This is really awesome! I am currently trying to replicate some analysis with vector data cubes done by folks at earthmover in a recent blog post using xarray. I still face some challenges with interpreting ERA5 longitude values (between 0-360°) and st_extract() does not seem to work as efficiently as one might hope when comparing to the time it takes to generate the plot (which is amazingly fast).
remotes::install_github("r-spatial/stars", ref = "b1be457")

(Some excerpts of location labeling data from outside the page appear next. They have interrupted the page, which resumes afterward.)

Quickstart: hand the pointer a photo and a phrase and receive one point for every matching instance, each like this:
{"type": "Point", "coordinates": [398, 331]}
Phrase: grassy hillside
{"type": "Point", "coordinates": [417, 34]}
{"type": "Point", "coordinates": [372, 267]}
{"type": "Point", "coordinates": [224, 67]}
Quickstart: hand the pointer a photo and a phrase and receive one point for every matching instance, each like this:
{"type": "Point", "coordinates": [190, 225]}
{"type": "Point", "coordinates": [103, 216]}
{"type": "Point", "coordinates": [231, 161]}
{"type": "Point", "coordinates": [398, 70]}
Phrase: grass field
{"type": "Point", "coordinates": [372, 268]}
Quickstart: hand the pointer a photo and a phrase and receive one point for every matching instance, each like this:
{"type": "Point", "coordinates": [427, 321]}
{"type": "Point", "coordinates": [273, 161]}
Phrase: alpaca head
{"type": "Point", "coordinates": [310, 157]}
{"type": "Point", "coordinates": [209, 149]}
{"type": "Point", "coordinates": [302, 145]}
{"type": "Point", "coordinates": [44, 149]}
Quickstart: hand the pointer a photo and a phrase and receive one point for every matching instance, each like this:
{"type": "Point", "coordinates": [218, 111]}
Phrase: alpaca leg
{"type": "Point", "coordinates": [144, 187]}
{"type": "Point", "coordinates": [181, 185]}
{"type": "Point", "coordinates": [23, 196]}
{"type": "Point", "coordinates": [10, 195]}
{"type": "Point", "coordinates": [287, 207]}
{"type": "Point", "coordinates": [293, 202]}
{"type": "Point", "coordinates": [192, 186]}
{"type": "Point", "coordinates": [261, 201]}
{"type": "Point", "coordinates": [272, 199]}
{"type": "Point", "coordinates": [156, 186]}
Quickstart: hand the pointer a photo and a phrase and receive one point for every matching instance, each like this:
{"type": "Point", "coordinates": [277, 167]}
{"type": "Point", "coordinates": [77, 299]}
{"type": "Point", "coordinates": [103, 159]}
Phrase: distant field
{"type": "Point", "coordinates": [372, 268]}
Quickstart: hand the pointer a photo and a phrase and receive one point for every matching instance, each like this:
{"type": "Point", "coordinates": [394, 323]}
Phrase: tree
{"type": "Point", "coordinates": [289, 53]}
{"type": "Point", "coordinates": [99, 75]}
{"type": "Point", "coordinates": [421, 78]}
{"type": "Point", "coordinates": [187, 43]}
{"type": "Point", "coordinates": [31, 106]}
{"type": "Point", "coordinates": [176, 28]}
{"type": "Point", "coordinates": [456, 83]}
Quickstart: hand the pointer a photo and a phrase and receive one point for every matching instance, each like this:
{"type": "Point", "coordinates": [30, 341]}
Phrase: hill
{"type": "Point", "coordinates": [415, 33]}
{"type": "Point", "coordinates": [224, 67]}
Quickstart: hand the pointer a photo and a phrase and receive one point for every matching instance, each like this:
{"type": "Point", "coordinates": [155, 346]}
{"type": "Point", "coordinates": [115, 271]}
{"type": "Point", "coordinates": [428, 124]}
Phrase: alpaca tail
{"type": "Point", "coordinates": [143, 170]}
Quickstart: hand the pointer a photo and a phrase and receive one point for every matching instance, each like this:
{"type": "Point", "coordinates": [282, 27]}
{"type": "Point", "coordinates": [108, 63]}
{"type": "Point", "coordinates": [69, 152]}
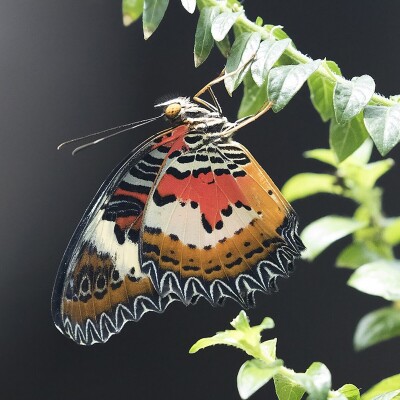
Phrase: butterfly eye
{"type": "Point", "coordinates": [172, 110]}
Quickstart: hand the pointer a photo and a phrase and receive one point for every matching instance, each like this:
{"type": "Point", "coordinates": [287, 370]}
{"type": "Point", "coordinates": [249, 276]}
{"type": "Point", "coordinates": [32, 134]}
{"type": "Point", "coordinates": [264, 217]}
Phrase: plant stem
{"type": "Point", "coordinates": [296, 55]}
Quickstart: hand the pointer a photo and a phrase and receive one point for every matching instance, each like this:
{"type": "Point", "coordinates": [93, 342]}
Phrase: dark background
{"type": "Point", "coordinates": [68, 68]}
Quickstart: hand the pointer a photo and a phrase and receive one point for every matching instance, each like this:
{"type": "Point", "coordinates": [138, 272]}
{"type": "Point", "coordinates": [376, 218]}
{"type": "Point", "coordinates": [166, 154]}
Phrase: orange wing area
{"type": "Point", "coordinates": [100, 285]}
{"type": "Point", "coordinates": [99, 301]}
{"type": "Point", "coordinates": [245, 230]}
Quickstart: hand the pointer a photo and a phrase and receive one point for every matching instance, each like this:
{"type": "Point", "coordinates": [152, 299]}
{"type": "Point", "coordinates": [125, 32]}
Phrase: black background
{"type": "Point", "coordinates": [68, 68]}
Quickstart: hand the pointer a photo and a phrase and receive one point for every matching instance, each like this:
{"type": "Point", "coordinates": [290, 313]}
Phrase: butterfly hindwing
{"type": "Point", "coordinates": [216, 226]}
{"type": "Point", "coordinates": [100, 284]}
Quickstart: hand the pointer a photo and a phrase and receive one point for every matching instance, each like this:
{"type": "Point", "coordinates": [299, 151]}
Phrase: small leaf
{"type": "Point", "coordinates": [253, 99]}
{"type": "Point", "coordinates": [379, 278]}
{"type": "Point", "coordinates": [267, 55]}
{"type": "Point", "coordinates": [306, 184]}
{"type": "Point", "coordinates": [224, 46]}
{"type": "Point", "coordinates": [277, 31]}
{"type": "Point", "coordinates": [391, 233]}
{"type": "Point", "coordinates": [355, 255]}
{"type": "Point", "coordinates": [284, 82]}
{"type": "Point", "coordinates": [395, 98]}
{"type": "Point", "coordinates": [388, 395]}
{"type": "Point", "coordinates": [373, 171]}
{"type": "Point", "coordinates": [350, 97]}
{"type": "Point", "coordinates": [243, 50]}
{"type": "Point", "coordinates": [287, 389]}
{"type": "Point", "coordinates": [350, 391]}
{"type": "Point", "coordinates": [362, 155]}
{"type": "Point", "coordinates": [189, 5]}
{"type": "Point", "coordinates": [254, 374]}
{"type": "Point", "coordinates": [383, 125]}
{"type": "Point", "coordinates": [204, 42]}
{"type": "Point", "coordinates": [323, 232]}
{"type": "Point", "coordinates": [268, 349]}
{"type": "Point", "coordinates": [223, 24]}
{"type": "Point", "coordinates": [243, 337]}
{"type": "Point", "coordinates": [345, 139]}
{"type": "Point", "coordinates": [131, 10]}
{"type": "Point", "coordinates": [316, 380]}
{"type": "Point", "coordinates": [384, 386]}
{"type": "Point", "coordinates": [321, 91]}
{"type": "Point", "coordinates": [326, 156]}
{"type": "Point", "coordinates": [377, 326]}
{"type": "Point", "coordinates": [153, 13]}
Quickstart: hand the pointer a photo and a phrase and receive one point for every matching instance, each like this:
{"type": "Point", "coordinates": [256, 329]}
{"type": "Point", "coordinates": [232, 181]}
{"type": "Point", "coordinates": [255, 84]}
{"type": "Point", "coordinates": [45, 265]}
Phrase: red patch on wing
{"type": "Point", "coordinates": [212, 193]}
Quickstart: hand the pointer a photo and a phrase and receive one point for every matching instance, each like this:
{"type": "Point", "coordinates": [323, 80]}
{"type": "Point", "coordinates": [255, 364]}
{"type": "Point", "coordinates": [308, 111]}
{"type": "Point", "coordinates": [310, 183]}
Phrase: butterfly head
{"type": "Point", "coordinates": [181, 110]}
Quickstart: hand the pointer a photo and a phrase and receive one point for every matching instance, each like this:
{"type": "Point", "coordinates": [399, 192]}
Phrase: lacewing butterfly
{"type": "Point", "coordinates": [188, 214]}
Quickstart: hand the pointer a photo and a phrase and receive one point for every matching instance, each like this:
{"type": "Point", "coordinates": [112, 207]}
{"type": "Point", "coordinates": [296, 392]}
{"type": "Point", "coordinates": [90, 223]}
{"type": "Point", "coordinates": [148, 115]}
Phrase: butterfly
{"type": "Point", "coordinates": [188, 214]}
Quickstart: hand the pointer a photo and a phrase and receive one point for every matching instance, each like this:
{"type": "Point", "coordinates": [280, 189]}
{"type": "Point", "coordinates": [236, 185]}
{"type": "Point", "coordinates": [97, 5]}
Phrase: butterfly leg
{"type": "Point", "coordinates": [208, 87]}
{"type": "Point", "coordinates": [248, 120]}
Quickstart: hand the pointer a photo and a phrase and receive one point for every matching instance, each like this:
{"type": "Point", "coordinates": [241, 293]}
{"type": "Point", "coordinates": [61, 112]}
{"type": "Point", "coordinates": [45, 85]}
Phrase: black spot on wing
{"type": "Point", "coordinates": [206, 224]}
{"type": "Point", "coordinates": [163, 200]}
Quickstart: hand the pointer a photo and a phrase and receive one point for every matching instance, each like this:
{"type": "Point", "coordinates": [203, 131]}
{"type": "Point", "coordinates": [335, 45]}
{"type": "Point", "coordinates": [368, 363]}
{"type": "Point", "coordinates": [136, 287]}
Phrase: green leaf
{"type": "Point", "coordinates": [306, 184]}
{"type": "Point", "coordinates": [204, 42]}
{"type": "Point", "coordinates": [388, 395]}
{"type": "Point", "coordinates": [287, 389]}
{"type": "Point", "coordinates": [361, 156]}
{"type": "Point", "coordinates": [379, 278]}
{"type": "Point", "coordinates": [153, 13]}
{"type": "Point", "coordinates": [243, 337]}
{"type": "Point", "coordinates": [131, 10]}
{"type": "Point", "coordinates": [284, 82]}
{"type": "Point", "coordinates": [391, 233]}
{"type": "Point", "coordinates": [267, 55]}
{"type": "Point", "coordinates": [189, 5]}
{"type": "Point", "coordinates": [254, 374]}
{"type": "Point", "coordinates": [253, 99]}
{"type": "Point", "coordinates": [316, 380]}
{"type": "Point", "coordinates": [223, 24]}
{"type": "Point", "coordinates": [277, 31]}
{"type": "Point", "coordinates": [326, 156]}
{"type": "Point", "coordinates": [383, 125]}
{"type": "Point", "coordinates": [384, 386]}
{"type": "Point", "coordinates": [377, 326]}
{"type": "Point", "coordinates": [323, 232]}
{"type": "Point", "coordinates": [355, 255]}
{"type": "Point", "coordinates": [345, 139]}
{"type": "Point", "coordinates": [224, 46]}
{"type": "Point", "coordinates": [268, 349]}
{"type": "Point", "coordinates": [350, 97]}
{"type": "Point", "coordinates": [373, 171]}
{"type": "Point", "coordinates": [350, 391]}
{"type": "Point", "coordinates": [321, 91]}
{"type": "Point", "coordinates": [243, 50]}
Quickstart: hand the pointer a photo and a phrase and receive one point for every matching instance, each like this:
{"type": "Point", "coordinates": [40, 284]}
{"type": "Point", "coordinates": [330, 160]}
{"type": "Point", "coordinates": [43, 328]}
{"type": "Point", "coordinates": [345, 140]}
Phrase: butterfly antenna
{"type": "Point", "coordinates": [130, 126]}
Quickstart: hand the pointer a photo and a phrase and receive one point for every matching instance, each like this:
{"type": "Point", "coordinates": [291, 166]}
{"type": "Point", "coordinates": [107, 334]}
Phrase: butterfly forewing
{"type": "Point", "coordinates": [100, 284]}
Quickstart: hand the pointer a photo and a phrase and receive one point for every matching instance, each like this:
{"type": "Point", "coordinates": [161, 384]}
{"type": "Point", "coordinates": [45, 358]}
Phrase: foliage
{"type": "Point", "coordinates": [289, 385]}
{"type": "Point", "coordinates": [275, 70]}
{"type": "Point", "coordinates": [271, 68]}
{"type": "Point", "coordinates": [374, 235]}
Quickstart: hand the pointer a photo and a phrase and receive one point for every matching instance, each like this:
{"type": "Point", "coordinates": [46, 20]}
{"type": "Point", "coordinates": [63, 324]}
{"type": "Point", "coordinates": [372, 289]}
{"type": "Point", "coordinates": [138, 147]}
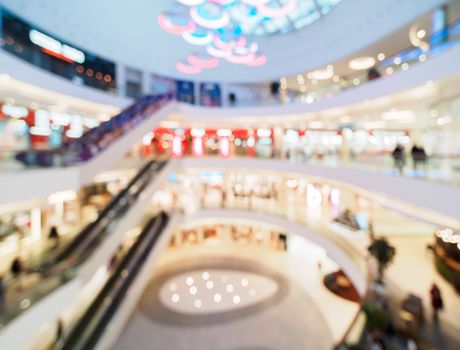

#> Skipping install of 'stars' from a github remote, the SHA1 (b1be4573) has not changed since last install.
#> Use `force = TRUE` to force installation
library(sf)
#> Linking to GEOS 3.12.2, GDAL 3.9.1, PROJ 9.4.1; sf_use_s2() is TRUE
library(stars)
#> Loading required package: abind
library(viridis)
#> Loading required package: viridisLite
# read zarr
url <- "https://storage.googleapis.com/weatherbench2/datasets/era5/1959-2022-full_37-6h-0p25deg-chunk-1.zarr-v2/"
dsn <- glue::glue('ZARR:"/vsicurl/{url}"')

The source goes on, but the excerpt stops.